Do inflation-hedged investments deliver?

James Osborne //October 16, 2013//

Do inflation-hedged investments deliver?

James Osborne //October 16, 2013//

Inflation-hedged investments are all the rage. Since the commodities boom of the mid 2000′s and politically-driven town criers screaming of Fed-induced hyperinflation, investors and their advisors have scrambled to build portfolios with an eye on “inflation hedged” investments.  

This has meant a scramble for commodity investments and Treasury Inflation-Protected Securities, among others, in hopes of keeping inflation at bay. Conveniently, these investments have also been sold as “portfolio diversifiers,” promising to help reduce overall portfolio risk.

In practice, there are a few problems here.  The first is that as access to an asset class changes, its behavior changes as well.  Most studies demonstrating the value of commodities as part of a diversified portfolio will rightly include the last 40 or more years, a period that includes the inflation-ridden 1970s where commodity prices boomed and stock markets lagged.

 Of course, investing was a bit different in the 1970s.  You couldn’t exactly walk down to the corner eTrade office and buy a few hundred shares of an ETF to gain exposure to the price of oil or gold or soybeans.  As access became readily available, commodity price behavior began to change.

What was once an asset class that may have “zigged” when markets “zagged” is now more likely to move in tandem with markets, because both stocks and commodities are owned by the same poorly behaved investors given to greedily buy and fearfully sell.
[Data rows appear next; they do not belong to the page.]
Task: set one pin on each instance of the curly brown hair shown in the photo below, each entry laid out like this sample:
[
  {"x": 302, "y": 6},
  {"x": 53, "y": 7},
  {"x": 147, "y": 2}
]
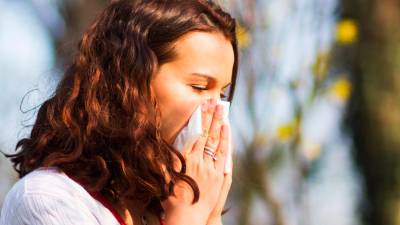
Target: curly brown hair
[{"x": 102, "y": 124}]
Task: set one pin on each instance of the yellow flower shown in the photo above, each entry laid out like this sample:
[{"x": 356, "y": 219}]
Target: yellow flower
[
  {"x": 321, "y": 65},
  {"x": 311, "y": 150},
  {"x": 243, "y": 36},
  {"x": 341, "y": 89},
  {"x": 346, "y": 32}
]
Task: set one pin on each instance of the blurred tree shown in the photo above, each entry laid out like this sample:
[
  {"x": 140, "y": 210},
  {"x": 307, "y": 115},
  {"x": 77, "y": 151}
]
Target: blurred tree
[
  {"x": 78, "y": 15},
  {"x": 374, "y": 115}
]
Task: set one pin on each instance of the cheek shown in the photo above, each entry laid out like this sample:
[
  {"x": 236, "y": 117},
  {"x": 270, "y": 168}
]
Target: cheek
[{"x": 177, "y": 102}]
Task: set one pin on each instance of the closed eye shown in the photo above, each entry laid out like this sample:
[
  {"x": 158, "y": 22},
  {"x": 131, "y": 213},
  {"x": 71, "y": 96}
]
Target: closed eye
[{"x": 203, "y": 88}]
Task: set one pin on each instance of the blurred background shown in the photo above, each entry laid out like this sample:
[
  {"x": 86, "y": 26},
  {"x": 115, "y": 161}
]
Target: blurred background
[{"x": 316, "y": 115}]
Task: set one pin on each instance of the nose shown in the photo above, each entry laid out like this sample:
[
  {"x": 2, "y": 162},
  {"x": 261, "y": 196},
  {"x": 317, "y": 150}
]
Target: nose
[{"x": 217, "y": 97}]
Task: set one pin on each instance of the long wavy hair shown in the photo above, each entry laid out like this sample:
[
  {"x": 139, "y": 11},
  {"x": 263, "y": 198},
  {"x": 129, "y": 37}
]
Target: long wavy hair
[{"x": 102, "y": 124}]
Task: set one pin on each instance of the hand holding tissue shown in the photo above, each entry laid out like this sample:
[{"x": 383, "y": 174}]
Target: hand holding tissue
[{"x": 194, "y": 129}]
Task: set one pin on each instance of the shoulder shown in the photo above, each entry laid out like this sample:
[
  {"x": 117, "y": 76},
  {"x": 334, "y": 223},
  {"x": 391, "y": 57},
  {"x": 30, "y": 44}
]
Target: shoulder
[
  {"x": 45, "y": 181},
  {"x": 48, "y": 196}
]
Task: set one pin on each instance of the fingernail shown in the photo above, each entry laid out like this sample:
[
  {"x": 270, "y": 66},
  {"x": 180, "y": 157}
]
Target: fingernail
[
  {"x": 219, "y": 110},
  {"x": 213, "y": 102}
]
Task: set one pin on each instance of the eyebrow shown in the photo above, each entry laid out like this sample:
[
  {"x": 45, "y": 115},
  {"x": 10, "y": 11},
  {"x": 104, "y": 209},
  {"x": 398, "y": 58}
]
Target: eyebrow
[{"x": 209, "y": 77}]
This is known as the “diversification paradox” as low-correlating (good diversifying) trades get “crowded” as everyone wants to own them.

As an example, let’s look at how oil prices ($OIL) and large cap US stocks ($SPY) behaved from the failure of Lehman Brothers to the stock market bottom (9/08-3/09):

And just for good measure, here’s a broad basket of commodities against large cap stocks ($SPY) did over the same period:

Of course, this is just one time period, but we must question if commodities as diversifiers have lost some of their sparkle.

The second issue has less to do with the alleged diversification benefit and more to do with whether or not these investments are actually hedging inflation.  In narrative, it makes perfect sense that commodities and TIPS would provide excellent inflation protection.  TIPS have mandated, built-in inflation adjustments and commodities are physical assets priced in US dollars that should logically maintain real value in an inflationary period.

What we have to realize is that markets are discounting mechanisms. In the short run, markets are machines of expectations, not reality. Investment hedged against inflation will move with the expectation of inflation, not inflation itself.  At times this means the investment market will move ahead of actual changes in inflation, as we can see below with the implied inflation rate in TIPS compared with US CPI:

Busy, but you can see that TIPS-implied inflation is moving ahead of actual CPI.

What happens when expectations don’t become reality?  2013 has been a good example as TIPS are off almost -6.5 percent through 10/7/13, falling much father than the broad bond market’s -1.88 percent drop over the same time. Investors bought up the price of TIPS in anticipation of inflation that never came.

The truth is that as a trade becomes crowded, when once-heralded strategies become commonplace for many investors, the strategy can lose its value.  Investors hoping to own inflation-protecting investments must do so not only before actual inflation rears its head, but before the expectation of inflation is widely held. Otherwise the expectation of inflation is already priced in to the investment, leaving little to be had for the latecomer. Of course this discussion does not begin to shine a light on many of the other problems faced by investors hoping to add commodities to their portfolios, which I have already addressed.

I am a huge believer in academically robust investment strategies. Investors need data and not narratives to make big picture investment decisions. However there are times when what is true in theory is difficult to replicate in practice. Thankfully for investors, there is a readily available, easily accessible asset class that delivers healthy inflation-adjusted returns: stocks.